JURIST spoke to one of the victims’ legal representatives, Gavin Booth, on Wednesday. He said, “16 judicial review applications have been received so far, involving victims’ cases ranging from 1971 through to the mid-1990s.” The action has  been lodged in Belfast’s High Court to challenge the adequacy of the investigations and the ban on civil claims contained in the new law. Booth said his clients remain “steadfast” in their challenges to the new law. “This Act represents a clear departure from the rule of law and is a significant interference in the justice system by denying victims access to the courts. These families deserve better from the UK government,” he told JURIST.

Solicitors with Madden & Finucane Solicitors filed six of the 16 judicial review applications. According to a statement from their firm, they are “challenging the lawfulness of this legislation and its compatibility with international human rights standards.” They also stated their intention to lodge “applications for families directly affected by this legislation to the [European Court of Human Rights] in Strasbourg over the coming weeks.” The six victims and families currently represented by Madden & Finucane Solicitors include Billy Thompson, Jonathan McKerr, Una Eakin, Linda Hewitt, Teresa Jordan and Eamon Cairns.

Amnesty International joined in voicing support for victims of the Troubles and their families, saying, “Despite thinly-veiled attempts by the Government to portray the law as an act of reconciliation, it plainly serves to put perpetrators above the law and beyond accountability.”

These legal challenges come as the Northern Ireland Troubles (Legacy and Reconciliation) Act 2023 entered into law on Tuesday after receiving Royal Assent, the final stage at which a bill becomes law in the UK Parliament.

In a Tuesday statement, Secretary of State for Northern Ireland Chris Heaton-Harris said:

I recognise getting to this juncture has been a hugely difficult task for all.

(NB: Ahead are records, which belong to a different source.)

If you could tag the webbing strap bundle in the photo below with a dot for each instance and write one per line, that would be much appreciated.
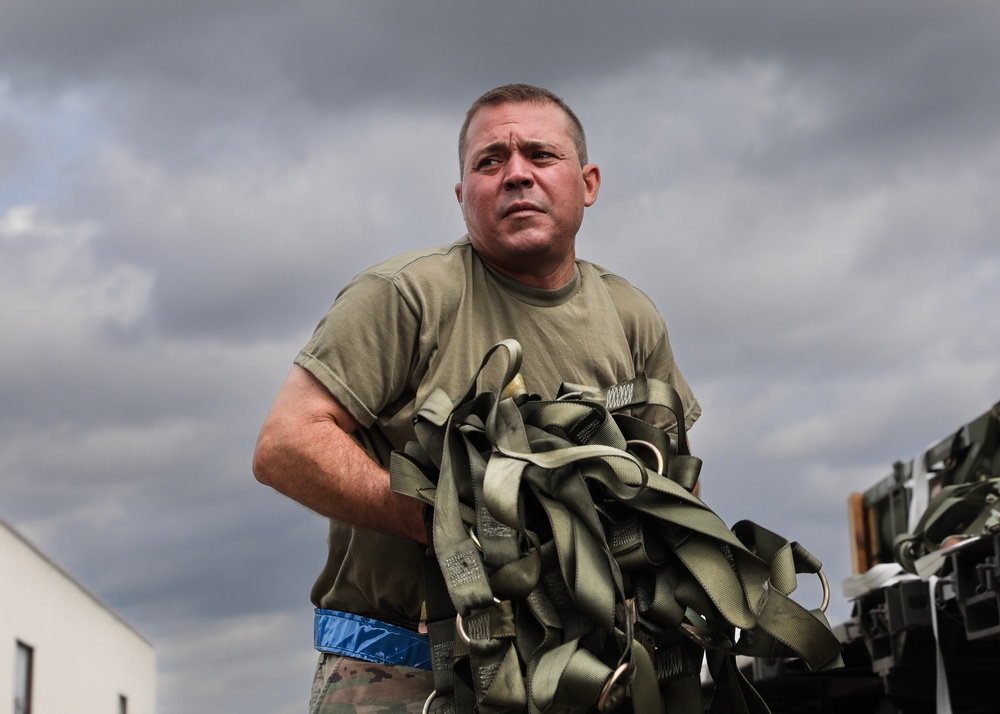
(575, 571)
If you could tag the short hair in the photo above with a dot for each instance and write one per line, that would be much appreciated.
(521, 94)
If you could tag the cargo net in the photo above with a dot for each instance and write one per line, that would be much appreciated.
(572, 569)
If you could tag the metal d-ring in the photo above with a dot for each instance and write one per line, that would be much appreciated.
(622, 669)
(475, 539)
(460, 626)
(826, 590)
(651, 447)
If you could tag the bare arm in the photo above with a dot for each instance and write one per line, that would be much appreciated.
(305, 451)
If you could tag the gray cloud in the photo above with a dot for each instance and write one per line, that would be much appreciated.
(805, 191)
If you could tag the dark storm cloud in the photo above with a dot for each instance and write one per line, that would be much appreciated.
(804, 189)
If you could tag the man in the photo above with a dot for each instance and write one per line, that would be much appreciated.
(421, 321)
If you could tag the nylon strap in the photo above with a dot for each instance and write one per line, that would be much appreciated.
(571, 566)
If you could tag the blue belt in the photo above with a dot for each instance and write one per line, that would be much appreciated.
(370, 640)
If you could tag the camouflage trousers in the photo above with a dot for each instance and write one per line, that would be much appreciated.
(344, 685)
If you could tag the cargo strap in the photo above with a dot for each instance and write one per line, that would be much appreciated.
(574, 570)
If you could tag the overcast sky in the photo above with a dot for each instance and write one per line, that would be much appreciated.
(802, 188)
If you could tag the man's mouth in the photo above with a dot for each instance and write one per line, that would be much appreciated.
(521, 207)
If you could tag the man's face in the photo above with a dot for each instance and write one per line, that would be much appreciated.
(523, 191)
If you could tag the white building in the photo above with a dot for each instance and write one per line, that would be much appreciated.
(61, 649)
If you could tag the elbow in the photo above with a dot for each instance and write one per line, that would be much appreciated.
(265, 459)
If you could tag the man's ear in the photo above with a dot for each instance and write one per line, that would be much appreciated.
(591, 182)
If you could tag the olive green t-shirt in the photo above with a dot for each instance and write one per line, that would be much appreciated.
(424, 320)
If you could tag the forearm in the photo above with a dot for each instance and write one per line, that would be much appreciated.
(314, 461)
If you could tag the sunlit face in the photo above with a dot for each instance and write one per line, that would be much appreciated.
(523, 191)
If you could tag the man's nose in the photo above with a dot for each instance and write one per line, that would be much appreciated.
(519, 173)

The legislation contains finely balanced political and moral choices….If we are truly to provide greater information, accountability and acknowledgement to victims and families of the Troubles and help society to move forward in the spirit of reconciliation, we must build a legacy process founded on integrity, expertise and fairness.

Parliament first received the act in May 2022. It aimed to address the Troubles by promoting and establishing the Independent Commission for Reconciliation and Information Recovery. The act also aimed to limit criminal investigations, legal proceedings, inquests and police complaints. The act build upon the Northern Ireland (Sentences Act) of 1998 by extending the prisoner release scheme. It also provides “for experiences to be recorded and preserved and for events to be studied and memorialised, and to provide for the validity of interim custody orders.”

In October 2022, however, the UK Joint Committee on Human Rights condemned the Northern Ireland Troubles (Legacy and Reconciliation) Act 2023 as a risk to human rights law in the UK. The committee cited concerns with the act involving various provisions of the European Convention on Human Rights. Ultimately, the committee urged “the Government to reconsider its approach and to put forward a Convention-compliant solution.”

UN High Commissioner for Human Rights Volker Türk also criticized the bill in January, writing, “I urge the UK to reconsider its approach and engage in further meaningful and inclusive consultations on how best to advance a human rights-centred way to address the legacy of the Troubles.”

In 2021, inquests into the deaths of ten people in Northern Ireland’s capital Belfast during a British Army operation in August 1971 concluded that all of them were civilians who posed no threat to the soldiers, and that the use of force by the army was “clearly disproportionate.” The Troubles spanned the 1960’s through the 1990’s and resulted in the death of approximately 3,720 people, with over 47,500 more injured.